Confinement, jour 6 – 22 mars 2020

Voici l'épisode 6 de "Je suis quand même pas parano !", la fiction écrite par Rachid Benzine, sous forme d'un journal depuis le début du confinement démarré en France le 17 mars. On savoure.

 

C’est un nuage légèrement opaque qui me réveille ce matin. Accompagné d’une forte odeur d’encens. Pas désagréable, ne me faisant que très légèrement toussoter, il semble provenir de sous la porte d’entrée. Les murmures que j’entendais en sourdine dans un demi-sommeil se transforment soudain en psalmodie tonitruante. Je me lève vivement. Je me précipite à l’entrée. Je jette un œil au judas. C’est pas vrai ! Dans le hall de l’étage, malgré le brouillard d’encens, je distingue nettement un ecclésiastique devant un autel de fortune. Ce con est en train de célébrer la messe.

Je me souviens soudain que l’étage a été contaminé – au sens noble du terme, s’il existe – par une voisine évangélique. Celle-là même qui m’abreuve quotidiennement de SMS vitaminés aux psaumes. Et aux prières de guérison en tout genre dont le nombre s’est d’ailleurs envolé depuis la crise du coronavirus. A croire que tout était déjà écrit. Je reconnais vaguement le rituel de la messe auquel je n’ai pas assisté depuis des lustres. En fait depuis la mort de mon oncle Georges il y a une dizaine d’années. Je m’y étais fait draguer sans retenue par une lointaine cousine, Sophie, que l’abord de la trentaine célibataire mettait en panique. Le reste suivant : poussées hormonales, désir d’enfant, rides naissantes, soupçon d’un premier cheveu blanc, peur de vieillir seule.

Toujours subjugué par le célébrant du jour, baignant dans son encens, je reçois un SMS. Le numéro m’est inconnu mais le message est on ne peut plus clair : « J’arrive de chez ta mère. Elle est très inquiète de te savoir encore célibataire à 40 ans. Je suis là dans dix minutes. Ta cousine, Sophie ». Je pars à la fenêtre. Je regarde en bas. J’en étais sûr. Elle n’a pas pris le risque de me voir filer. Elle fait déjà les cent pas devant la porte de l’immeuble.

Ça reprend de plus belle dans le hall. Plusieurs portes se sont ouvertes et tout en restant sur leur seuil – distance de sécurité oblige – plusieurs voisins et voisines reprennent en chœur un chant à la gloire de Jésus, Marie, Joseph et tout le saint-frusquin. C’est pas vilain à entendre mais ça n’amuse visiblement pas l’imam de l’appartement du fond. En homme de Dieu, il n’a rien dit jusqu’à présent mais le cinéma dure un peu trop longtemps à son goût : « Et si j’en faisais autant le vendredi ?! Non mais la laïcité, quoi !? Vous en faites quoi, hein, de la laïcité ?! ». Coïncidence heureuse, la messe en étant à sa fin, le curé présente ses excuses pour le dérangement, remballe ses effets et prend l’ascenseur.
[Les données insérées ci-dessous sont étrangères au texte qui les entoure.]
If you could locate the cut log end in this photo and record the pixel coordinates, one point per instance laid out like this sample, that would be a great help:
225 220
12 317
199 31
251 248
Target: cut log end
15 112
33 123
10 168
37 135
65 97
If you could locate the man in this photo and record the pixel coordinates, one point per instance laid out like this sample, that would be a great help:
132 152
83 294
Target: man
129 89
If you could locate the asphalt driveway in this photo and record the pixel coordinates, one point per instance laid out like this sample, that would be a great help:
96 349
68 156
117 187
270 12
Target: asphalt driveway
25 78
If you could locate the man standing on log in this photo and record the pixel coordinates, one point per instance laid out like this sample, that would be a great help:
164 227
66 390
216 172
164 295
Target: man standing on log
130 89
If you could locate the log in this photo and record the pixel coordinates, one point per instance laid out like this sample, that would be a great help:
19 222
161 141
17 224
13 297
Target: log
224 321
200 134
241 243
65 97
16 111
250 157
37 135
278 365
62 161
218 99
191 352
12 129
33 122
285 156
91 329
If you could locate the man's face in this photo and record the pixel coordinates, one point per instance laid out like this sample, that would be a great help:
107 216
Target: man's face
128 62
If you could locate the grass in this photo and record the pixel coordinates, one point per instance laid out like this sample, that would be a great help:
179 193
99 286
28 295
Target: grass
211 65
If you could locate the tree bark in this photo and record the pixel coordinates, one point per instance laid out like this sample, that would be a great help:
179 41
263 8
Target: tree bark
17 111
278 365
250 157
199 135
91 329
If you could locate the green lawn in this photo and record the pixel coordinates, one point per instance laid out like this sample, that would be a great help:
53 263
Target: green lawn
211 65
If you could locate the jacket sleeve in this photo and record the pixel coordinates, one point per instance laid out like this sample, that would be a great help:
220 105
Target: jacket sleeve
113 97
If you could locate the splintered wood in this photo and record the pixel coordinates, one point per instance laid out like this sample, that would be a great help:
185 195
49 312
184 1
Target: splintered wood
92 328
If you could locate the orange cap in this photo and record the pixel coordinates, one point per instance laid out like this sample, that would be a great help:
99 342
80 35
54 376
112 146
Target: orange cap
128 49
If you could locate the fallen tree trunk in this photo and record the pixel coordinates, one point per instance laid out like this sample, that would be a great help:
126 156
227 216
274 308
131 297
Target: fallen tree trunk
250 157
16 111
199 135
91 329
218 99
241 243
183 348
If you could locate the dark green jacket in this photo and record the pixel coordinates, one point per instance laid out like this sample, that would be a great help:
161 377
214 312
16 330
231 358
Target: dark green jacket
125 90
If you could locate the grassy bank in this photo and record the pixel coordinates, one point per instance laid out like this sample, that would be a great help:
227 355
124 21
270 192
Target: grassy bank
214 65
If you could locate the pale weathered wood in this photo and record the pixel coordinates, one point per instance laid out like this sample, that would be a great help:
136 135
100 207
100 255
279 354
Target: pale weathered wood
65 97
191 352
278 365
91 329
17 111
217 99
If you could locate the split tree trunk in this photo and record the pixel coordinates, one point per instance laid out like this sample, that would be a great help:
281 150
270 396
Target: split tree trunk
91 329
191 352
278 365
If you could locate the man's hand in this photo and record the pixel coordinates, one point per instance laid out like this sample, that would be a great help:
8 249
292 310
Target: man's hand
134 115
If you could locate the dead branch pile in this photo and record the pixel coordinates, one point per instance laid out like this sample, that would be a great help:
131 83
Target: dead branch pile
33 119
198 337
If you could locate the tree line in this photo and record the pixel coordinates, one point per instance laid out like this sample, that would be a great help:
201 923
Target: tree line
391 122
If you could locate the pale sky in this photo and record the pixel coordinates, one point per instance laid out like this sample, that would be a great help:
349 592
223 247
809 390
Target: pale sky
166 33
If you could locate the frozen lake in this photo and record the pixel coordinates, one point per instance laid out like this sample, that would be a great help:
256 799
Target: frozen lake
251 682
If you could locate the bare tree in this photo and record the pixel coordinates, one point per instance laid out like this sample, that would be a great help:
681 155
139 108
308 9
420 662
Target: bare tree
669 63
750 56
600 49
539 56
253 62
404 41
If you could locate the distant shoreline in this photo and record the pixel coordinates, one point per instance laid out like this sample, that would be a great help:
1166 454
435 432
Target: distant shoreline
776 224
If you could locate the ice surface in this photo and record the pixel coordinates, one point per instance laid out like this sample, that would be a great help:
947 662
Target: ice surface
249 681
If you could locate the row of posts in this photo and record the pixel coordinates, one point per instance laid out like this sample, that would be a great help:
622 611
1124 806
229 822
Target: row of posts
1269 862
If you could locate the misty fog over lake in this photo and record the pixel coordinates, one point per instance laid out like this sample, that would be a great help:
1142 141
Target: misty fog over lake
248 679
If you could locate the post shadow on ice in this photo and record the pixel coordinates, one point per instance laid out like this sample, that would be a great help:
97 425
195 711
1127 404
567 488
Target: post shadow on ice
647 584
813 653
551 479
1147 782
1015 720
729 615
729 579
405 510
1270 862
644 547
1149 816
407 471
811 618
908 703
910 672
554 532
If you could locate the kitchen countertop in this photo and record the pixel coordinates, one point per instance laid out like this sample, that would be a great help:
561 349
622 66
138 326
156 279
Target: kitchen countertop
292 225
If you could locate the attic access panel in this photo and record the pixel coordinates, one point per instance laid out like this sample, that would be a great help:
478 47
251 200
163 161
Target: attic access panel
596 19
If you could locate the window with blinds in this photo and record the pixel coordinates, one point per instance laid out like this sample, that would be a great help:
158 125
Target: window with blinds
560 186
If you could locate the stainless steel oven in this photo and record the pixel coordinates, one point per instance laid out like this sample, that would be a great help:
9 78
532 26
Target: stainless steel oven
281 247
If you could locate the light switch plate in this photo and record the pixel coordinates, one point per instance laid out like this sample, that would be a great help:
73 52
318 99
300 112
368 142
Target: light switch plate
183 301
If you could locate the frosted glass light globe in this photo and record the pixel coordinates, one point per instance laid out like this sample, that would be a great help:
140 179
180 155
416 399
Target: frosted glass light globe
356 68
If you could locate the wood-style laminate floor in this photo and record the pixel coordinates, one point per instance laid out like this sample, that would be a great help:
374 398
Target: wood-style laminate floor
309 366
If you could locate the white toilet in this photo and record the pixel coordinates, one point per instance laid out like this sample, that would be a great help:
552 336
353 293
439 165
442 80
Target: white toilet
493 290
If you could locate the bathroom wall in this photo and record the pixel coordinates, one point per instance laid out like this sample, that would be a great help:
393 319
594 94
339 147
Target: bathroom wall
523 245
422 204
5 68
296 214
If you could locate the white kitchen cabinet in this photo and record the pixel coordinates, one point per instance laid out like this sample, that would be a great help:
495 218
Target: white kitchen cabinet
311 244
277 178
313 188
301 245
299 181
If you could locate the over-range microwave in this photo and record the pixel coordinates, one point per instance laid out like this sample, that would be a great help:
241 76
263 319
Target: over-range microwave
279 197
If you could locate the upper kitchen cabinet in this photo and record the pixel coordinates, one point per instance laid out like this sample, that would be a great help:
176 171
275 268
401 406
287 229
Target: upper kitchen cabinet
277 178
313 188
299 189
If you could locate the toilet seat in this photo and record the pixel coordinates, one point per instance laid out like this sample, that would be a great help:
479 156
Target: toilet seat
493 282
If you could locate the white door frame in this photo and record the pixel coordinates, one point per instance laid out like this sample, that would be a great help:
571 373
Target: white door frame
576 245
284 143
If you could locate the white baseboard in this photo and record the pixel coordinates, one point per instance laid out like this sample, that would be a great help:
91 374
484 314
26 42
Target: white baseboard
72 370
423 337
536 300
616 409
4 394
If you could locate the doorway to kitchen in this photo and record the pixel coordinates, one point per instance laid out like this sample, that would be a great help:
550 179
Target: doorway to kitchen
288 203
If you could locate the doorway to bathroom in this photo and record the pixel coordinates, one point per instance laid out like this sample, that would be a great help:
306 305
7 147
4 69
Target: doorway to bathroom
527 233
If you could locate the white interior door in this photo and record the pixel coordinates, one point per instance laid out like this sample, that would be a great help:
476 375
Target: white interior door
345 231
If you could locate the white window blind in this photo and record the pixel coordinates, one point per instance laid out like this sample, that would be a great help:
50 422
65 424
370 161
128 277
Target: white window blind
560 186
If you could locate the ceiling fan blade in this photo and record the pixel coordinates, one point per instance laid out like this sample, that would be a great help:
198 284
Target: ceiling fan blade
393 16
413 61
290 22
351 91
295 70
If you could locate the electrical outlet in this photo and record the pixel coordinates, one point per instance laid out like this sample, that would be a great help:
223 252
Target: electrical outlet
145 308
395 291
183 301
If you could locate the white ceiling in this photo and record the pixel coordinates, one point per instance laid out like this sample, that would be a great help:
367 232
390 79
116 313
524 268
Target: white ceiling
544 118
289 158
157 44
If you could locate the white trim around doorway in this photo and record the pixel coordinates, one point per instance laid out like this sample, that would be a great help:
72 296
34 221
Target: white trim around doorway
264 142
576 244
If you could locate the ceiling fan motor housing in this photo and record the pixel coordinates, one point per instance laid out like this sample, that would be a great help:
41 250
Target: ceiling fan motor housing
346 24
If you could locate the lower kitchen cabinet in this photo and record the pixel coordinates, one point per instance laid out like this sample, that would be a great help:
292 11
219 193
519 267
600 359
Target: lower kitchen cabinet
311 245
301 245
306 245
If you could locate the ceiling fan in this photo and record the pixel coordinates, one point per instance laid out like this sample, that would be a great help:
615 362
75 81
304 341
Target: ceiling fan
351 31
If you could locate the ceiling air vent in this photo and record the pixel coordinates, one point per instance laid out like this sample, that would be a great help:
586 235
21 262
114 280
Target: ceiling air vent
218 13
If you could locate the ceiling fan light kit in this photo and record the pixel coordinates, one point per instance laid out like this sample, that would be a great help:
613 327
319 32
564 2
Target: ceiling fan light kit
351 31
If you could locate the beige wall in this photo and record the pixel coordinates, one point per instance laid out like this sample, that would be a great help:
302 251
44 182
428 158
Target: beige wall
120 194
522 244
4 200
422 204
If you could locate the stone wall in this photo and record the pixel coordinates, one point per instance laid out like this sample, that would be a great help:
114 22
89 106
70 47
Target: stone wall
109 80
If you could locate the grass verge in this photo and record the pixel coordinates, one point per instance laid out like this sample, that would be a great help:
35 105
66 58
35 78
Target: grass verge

Alors que je pense l’incident clos, résonne sans sourdine à ma porte l’appel musulman à la prière. L’imam a finalement décidé de rendre sa pièce au prêtre et s’apprête à exécuter son oraison de la mi-journée. A leur porte, les Ben Daoud applaudissent. L’imam grimace et les invite à un peu de retenue. C’est ce moment que choisit Sophie pour faire son entrée dans le couloir. Elle a profité du départ du curé pour pénétrer dans l’immeuble. Court vêtue et outrageusement fardée, elle produit son petit effet. Notamment sur l’imam dont j’aperçois les babouches s’agiter frénétiquement sous sa djellaba. Pour éviter un incident diplomatico-spirituel, je fais rentrer Sophie en la saisissant vivement par la main. Interprétant mal mon intention, elle se jette sur moi, me fait tomber sur le canapé et me roule une pelle à m’arracher la langue. Je la contiens sans la repousser pour ne pas la vexer.

J’essaye de lui faire comprendre qu’il y a un malentendu, que je suis certes seul mais que je suis aussi relativement chaste sans être bégueule et que ça me va très bien ainsi. Pour toute réponse, elle se rejette sur moi, arrache mes vêtements et les siens et m’enlève tout doute sur ses intentions.

Je lui réexplique que je l’aime bien comme cousine mais qu’on ne s’est pas vus depuis les obsèques de tonton. Elle me fait remarquer que je m’étais moins fait prier aux funérailles en question. Effectivement, me revient soudain le vague souvenir alcoolisé d’avoir cédé à ses avances. Je toussote et lui rétorque que le temps a passé et que nous sommes désormais tous deux des adultes accomplis et à la sagesse bien installée. Pour toute réponse elle me retorche une pelle. Je me dégage pour reprendre ma respiration et lui fait remarquer avec un peu d’insistance qu’elle a sûrement plein de soupirants prêts à répondre à ses attentes, tant physiques qu’existentielles.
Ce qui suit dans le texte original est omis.